The main built-in dictionary is highly recommended for most cases. This is the only dictionary that is enabled by default. You can disable it by setting the "Dictionaries/UseDictionary" option to "0". Please see the Configuration help section for details.

The user dictionary allows you to specify additional words to improve the recognition quality. This dictionary is disabled by default. You can enable it by setting the "Dictionaries/UseUserDictionary" option to "1". Additional words must be stored in the "UserDictionary.txt" files in the "Bin" and "Bin_64" directories. If you use both x86 and x64 binaries, these files must be identical. You can specify a different file for the user dictionary via the "Dictionaries/UserDictionary" option.

Note:
           "UserDictionary.txt" is a text file that uses Unicode, not ANSI. It starts with the bytes 0xFF 0xFE and contains Unicode characters only. In recent Windows versions, you can edit that file with Notepad. The format is simple: one word per line; no spaces are allowed; any line that begins with the "//" characters (that is, commented out) will be ignored. The user dictionary is case insensitive.

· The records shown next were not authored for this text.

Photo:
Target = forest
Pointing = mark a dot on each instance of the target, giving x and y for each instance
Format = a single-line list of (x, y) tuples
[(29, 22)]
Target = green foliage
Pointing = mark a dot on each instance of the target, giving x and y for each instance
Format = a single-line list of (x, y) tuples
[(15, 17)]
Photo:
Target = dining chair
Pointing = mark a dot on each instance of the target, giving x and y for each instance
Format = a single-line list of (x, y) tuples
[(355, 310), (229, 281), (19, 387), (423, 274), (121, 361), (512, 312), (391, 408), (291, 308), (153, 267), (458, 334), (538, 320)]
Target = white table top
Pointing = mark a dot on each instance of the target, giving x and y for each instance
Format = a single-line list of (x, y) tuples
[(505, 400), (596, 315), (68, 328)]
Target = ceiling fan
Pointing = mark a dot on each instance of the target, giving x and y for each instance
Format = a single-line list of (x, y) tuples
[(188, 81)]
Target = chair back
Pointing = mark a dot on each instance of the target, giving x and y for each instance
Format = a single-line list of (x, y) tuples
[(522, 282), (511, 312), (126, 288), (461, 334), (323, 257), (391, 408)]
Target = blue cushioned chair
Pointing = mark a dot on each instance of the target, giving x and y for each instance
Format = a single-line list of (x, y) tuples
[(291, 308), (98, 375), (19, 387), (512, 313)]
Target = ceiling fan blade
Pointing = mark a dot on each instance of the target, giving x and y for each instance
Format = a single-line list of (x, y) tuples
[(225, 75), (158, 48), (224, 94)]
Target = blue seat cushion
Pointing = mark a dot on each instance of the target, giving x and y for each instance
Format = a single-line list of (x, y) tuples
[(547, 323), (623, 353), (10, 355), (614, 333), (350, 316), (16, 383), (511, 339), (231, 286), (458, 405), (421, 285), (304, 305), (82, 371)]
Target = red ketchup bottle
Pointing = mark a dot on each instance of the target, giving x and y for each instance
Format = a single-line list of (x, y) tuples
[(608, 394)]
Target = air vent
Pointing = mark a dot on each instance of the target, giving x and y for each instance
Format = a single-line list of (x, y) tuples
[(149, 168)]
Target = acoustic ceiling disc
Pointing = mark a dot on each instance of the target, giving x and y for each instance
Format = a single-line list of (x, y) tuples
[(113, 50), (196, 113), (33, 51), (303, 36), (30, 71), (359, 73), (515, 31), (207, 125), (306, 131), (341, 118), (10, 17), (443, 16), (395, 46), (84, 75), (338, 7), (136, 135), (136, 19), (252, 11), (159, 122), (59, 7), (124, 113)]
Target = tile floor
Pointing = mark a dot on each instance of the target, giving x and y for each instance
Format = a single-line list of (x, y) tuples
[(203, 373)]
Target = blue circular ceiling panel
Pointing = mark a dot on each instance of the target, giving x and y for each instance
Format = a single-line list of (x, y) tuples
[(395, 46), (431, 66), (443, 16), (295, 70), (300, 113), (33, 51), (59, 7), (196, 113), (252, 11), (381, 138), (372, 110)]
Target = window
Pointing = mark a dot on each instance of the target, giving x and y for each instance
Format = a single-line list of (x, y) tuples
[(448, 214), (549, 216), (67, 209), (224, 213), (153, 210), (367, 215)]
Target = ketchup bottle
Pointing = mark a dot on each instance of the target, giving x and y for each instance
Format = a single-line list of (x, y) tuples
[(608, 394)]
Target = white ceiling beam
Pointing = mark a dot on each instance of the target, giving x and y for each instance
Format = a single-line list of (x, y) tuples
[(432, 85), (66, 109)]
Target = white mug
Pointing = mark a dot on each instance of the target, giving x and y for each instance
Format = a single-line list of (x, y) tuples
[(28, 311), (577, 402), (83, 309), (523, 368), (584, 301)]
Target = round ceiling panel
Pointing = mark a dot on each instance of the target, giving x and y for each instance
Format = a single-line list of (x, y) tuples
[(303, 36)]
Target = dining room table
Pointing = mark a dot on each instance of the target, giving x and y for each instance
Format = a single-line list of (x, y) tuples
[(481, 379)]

The external dictionary is useful for custom handling of words. It is an external DLL that is registered in NSOCR via the "Dictionaries/ExternalDLL" option. A user-defined function will be called every time when NSOCR checks whether a word exists in the dictionary. For more details and a sample implementation of the external dictionary, see the "External Dictionary" sample project in the NSOCR SDK.